I like it so much I built a data visualization tool on top of it to be able to define the dashboards directly in SQL too.

steve • Sep 29

Interesting, but why is this good "Most importantly, the data represents a single business entity without complex relationships or foreign key dependencies that would require maintaining referential integrity across multiple tables,"
Relational databases have that for a good reason. I can see the benefit of storing flat data in s3, provided its carefully secured with appropriate roles and access policy. Though for performance, ease of use, less complication surely its easier to providion and use postgres or equiv. Something you can set up locally with Docker and transport to aws, azure or on premise.
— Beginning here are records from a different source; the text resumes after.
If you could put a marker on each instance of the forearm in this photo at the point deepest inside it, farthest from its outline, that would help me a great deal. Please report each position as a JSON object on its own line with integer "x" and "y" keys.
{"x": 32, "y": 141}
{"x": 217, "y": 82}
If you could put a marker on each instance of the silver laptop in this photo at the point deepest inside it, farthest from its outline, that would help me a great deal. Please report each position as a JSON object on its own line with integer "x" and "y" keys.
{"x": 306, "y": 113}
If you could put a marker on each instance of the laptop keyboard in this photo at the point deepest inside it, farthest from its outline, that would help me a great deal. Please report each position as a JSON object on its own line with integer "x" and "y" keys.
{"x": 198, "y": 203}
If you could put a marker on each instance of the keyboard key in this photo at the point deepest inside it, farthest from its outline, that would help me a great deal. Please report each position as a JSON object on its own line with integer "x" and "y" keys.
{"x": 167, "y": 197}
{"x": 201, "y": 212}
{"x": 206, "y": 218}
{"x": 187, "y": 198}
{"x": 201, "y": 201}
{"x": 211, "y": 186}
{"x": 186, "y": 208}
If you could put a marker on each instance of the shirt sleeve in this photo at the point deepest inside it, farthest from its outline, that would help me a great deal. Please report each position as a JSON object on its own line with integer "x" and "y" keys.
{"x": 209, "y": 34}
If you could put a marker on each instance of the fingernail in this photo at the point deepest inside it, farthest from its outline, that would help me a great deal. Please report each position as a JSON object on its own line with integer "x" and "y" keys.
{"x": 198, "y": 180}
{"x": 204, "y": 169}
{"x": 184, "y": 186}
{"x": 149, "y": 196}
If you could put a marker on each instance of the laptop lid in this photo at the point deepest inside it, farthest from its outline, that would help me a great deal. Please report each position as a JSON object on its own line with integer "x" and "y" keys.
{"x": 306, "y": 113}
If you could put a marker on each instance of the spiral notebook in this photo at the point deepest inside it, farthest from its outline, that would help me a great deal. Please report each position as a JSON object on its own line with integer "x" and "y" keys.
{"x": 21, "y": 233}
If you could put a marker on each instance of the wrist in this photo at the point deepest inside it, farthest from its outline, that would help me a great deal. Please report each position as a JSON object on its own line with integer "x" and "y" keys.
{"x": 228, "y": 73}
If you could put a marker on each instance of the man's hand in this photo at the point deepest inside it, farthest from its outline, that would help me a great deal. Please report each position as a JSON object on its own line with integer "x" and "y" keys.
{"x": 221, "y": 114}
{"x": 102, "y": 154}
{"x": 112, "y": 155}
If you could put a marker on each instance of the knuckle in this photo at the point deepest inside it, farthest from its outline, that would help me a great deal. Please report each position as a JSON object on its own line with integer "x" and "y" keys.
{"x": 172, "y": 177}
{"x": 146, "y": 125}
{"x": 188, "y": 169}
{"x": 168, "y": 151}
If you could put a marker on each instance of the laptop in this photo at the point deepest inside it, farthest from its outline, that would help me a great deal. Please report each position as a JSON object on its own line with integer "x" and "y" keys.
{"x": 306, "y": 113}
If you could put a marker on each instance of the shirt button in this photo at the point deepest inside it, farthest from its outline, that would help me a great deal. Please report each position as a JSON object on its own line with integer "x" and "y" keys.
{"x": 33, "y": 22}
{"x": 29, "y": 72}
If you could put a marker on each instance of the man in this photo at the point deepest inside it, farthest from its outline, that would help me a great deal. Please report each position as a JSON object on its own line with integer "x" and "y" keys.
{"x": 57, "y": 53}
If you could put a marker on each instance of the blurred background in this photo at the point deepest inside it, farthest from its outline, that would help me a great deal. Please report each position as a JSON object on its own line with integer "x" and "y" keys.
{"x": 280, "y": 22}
JOOJO DONTOH • Sep 29 • Edited

First off thanks a lot Steve for reading. The emphasis on the absence of complex relationships or foreign key dependencies that would require maintaining referential integrity exists because, it is one of the most important aspect of this situation that allows use to do away with a relational database all together. if complex relationships were indeed present, it wouldn't make sense to transition/stick to S3 as the primary storage. Because we don't have to account for all these complexities, provisioning a database instance that has a constant cost does not make financial sense. Hopes this answers your question brother.